One of the central challenges of neuroscience is to understand the unique molecular and cellular heterogeneity of the brain as it relates to systems-level phenomena such as learning and memory. Sensitive methods to detect the modification on small subpopulations of cells or proteins will be required to dissect the role of O-GlcNAc in fear, addiction and other complex learning and memory models. Despite significant progress, faster, higher-throughput methods are still needed to identify O-GlcNAc proteins and study O-GlcNAc dynamics in vivo. For instance, the ability to directly monitor the glycosylation status of specific proteins using chemical tagging approaches or site-specific O-GlcNAc antibodies will be essential. To facilitate the production of O-GlcNAc antibodies, facile synthetic routes to access O-GlcNAc– modified peptides are needed. Moreover, the continued development of methods to precisely map glycosylation sites, particularly on small quantities of material and on selected proteins of interest, will be crucial for any functional studies.
New sensitive and selective OGT and OGA inhibitors will be important tools for finely dissecting the role of each enzyme in neuronal function and dysfunction. Given the diversity of OGT and OGA substrates, and the lethality of deleting the OGT gene in mice, creative new genetic or chemical approaches are needed to more selectively target functional subsets of OGT and OGA by interfering, for instance, with the enzymes in certain subcellular compartments.

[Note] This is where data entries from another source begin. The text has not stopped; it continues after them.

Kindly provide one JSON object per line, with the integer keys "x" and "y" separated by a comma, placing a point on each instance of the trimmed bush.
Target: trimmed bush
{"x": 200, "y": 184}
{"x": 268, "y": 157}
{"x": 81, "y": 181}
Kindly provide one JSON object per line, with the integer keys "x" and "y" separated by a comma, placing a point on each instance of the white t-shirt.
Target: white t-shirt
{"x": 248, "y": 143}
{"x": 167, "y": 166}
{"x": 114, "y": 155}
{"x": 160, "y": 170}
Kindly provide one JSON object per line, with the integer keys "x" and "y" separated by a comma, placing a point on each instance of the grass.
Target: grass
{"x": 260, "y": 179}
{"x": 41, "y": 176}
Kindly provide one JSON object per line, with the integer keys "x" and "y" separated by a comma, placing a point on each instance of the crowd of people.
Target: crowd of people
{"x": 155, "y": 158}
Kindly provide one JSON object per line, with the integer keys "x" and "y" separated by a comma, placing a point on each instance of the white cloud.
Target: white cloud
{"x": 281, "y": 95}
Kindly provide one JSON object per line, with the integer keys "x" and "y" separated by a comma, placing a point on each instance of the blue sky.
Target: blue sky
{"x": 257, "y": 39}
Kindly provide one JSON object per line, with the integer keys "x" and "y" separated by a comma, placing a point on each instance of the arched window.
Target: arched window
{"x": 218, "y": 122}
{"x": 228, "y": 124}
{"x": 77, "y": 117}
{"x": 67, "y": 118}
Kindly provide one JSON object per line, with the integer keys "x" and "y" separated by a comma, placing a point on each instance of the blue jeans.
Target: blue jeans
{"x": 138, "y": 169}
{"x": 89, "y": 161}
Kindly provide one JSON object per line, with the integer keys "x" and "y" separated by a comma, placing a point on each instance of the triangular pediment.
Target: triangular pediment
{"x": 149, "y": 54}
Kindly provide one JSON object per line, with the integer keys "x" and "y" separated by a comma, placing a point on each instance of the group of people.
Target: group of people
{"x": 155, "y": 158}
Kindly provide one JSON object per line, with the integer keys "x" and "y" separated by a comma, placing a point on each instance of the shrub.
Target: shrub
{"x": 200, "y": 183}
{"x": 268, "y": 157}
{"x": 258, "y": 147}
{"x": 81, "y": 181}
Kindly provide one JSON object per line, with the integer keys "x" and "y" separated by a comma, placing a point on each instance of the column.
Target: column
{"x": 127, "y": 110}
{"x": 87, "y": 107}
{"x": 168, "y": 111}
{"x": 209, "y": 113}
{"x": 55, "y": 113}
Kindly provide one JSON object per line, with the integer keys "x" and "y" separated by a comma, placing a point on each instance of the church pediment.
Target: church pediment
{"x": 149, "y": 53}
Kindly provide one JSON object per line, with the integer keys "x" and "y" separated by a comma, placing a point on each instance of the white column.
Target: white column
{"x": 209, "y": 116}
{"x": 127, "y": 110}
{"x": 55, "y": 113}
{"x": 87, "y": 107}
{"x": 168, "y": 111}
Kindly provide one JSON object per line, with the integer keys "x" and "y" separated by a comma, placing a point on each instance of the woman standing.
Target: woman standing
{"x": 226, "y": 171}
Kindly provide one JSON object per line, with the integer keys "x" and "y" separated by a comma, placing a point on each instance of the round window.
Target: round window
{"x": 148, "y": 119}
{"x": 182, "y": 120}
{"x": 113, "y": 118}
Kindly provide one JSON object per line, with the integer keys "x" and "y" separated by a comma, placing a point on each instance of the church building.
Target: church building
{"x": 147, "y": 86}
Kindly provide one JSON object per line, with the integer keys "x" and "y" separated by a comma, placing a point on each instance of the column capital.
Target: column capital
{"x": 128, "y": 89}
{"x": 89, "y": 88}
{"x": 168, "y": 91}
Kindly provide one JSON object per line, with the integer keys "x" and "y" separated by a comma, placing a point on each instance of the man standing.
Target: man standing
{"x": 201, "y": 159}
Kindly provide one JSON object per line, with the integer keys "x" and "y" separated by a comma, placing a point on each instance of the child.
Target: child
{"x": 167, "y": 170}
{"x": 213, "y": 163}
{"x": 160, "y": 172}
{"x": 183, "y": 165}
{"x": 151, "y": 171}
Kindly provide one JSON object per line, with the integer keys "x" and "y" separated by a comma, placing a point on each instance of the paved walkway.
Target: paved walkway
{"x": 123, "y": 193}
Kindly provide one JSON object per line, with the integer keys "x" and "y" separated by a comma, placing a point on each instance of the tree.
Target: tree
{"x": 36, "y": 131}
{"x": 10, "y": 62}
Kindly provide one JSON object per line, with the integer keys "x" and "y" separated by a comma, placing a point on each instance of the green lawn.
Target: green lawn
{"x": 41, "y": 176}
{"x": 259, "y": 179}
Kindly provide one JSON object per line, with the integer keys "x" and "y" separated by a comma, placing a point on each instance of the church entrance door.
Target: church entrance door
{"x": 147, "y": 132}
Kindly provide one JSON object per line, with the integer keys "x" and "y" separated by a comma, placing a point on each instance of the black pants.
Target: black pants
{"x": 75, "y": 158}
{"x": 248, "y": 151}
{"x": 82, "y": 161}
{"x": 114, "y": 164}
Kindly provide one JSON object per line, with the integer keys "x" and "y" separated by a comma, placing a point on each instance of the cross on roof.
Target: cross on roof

From the time of its discovery, the appeal of O-GlcNAc has been both the intrigue of understanding its unique biology and the great technical challenges associated with its study. Over the past 5 years, we have seen a surge of new chemistry designed to meet these obstacles. Strengthened by an arsenal of chemical tools, the future of O-GlcNAc is primed for new and exciting discoveries.
We thank C.J. Rogers and H.E. Murrey for critical reading of the manuscript. This work was supported in part by grants from the US National Institutes of Health (RO1 GM084724 and F31 NS056525-02 to J.E.R.) and the US National Science Foundation (CHE-0239861).